KENOSHA - They came Wednesday to wait for a verdict, air their opinions or just bear witness to the swirl of emotion and noise playing out on the grand steps of the Kenosha County Courthouse.
The rawness of these past months in Kenosha, the stakes in the Kyle Rittenhouse trial, the national media magnifying the scene, all of that and more spilled onto those steps while inside a jury considered the fate of the teen from Antioch, Illinois.
Justin Blake, carrying a Pan-African flag, took in the scene. And he liked what he saw.
Blake has been leading a vigil at the courthouse during each day of the trial. He's the uncle of Jacob Blake, whose shooting was a key link in the chain of events that came to be known as the country's racial reckoning.
"Man, this is what democracy is all about baby," Justin Blake said. "We’re supposed to get mad. We’re supposed to get in each other’s faces and then go back home to our families. That’s what you see on the courthouse steps."
Of the few dozen people who assembled on the steps, a majority appeared to want Rittenhouse found guilty. They carried signs. Gave speeches.
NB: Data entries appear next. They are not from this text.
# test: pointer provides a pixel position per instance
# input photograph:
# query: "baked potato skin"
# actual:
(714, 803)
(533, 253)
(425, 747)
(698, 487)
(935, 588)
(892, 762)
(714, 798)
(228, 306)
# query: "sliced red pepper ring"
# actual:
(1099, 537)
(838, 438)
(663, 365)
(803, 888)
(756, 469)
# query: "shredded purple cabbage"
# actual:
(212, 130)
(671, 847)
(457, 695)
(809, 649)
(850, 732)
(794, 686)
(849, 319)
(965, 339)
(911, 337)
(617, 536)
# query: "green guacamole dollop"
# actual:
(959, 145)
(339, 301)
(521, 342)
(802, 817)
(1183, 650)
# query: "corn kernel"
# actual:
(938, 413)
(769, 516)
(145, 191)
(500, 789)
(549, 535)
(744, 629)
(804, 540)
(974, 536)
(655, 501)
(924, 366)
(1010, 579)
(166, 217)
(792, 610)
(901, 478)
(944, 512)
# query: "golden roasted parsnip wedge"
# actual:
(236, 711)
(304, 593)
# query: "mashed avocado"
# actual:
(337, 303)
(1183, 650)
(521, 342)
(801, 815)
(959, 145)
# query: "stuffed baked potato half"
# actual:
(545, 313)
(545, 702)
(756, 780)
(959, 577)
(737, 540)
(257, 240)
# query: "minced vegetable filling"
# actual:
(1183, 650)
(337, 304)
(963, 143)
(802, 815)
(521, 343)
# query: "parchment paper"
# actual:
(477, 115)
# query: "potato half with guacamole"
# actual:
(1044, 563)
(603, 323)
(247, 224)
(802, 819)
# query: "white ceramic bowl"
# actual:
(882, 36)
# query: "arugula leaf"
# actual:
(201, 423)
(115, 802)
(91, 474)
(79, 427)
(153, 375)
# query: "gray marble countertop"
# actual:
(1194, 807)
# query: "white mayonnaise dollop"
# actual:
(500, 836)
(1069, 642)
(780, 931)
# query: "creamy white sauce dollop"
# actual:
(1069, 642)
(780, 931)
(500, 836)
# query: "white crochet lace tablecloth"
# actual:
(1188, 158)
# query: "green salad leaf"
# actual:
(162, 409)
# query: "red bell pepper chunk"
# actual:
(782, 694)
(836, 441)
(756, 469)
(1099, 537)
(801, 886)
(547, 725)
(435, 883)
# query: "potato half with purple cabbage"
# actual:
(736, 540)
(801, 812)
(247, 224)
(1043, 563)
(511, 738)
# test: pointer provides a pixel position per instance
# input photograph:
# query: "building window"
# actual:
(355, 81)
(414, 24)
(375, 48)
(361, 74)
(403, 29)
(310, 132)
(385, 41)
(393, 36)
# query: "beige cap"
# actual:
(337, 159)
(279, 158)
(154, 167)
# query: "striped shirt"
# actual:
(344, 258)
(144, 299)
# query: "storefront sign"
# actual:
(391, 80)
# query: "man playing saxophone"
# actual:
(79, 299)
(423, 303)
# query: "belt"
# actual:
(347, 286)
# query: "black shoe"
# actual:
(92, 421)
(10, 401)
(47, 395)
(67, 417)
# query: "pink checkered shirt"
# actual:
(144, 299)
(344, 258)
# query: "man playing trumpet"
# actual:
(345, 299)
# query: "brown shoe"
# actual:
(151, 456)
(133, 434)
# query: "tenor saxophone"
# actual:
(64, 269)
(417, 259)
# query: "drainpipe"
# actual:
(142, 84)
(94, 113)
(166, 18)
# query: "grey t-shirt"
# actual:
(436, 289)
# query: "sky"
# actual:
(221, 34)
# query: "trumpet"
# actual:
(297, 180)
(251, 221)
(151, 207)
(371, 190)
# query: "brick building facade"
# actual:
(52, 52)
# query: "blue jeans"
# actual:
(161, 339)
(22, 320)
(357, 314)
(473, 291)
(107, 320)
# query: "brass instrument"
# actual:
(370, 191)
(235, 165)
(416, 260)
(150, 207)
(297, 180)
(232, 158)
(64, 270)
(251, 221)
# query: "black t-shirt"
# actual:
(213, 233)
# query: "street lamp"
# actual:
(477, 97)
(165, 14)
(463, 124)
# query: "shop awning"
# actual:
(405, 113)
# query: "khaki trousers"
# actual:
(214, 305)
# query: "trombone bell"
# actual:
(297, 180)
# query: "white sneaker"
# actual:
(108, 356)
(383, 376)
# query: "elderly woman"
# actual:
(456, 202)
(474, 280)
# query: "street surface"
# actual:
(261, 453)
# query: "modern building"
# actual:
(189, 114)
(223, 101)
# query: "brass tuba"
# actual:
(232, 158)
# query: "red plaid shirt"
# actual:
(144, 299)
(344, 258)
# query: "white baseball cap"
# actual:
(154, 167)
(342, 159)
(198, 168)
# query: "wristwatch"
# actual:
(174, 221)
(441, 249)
And remembered those killed by Rittenhouse.
Away from the steps, passersby looked on, trying to put what they were seeing in context.
"Just want to see what's going on, that everything is peaceful," said a local man named Dave, who was walking his Russian Staffordshire bull terrier.
"If everyone would talk to each other instead of scream at each other, they would realize there is common ground," he added.
And for a few moments, differences were bridged when those on the steps stopped to pray and share pizza purchased by a man who called himself a "concerned citizen from Pleasant Prairie."
The man, who said he is a supporter of the 2nd Amendment, even slipped on a T-shirt that read "Black Fathers Matter."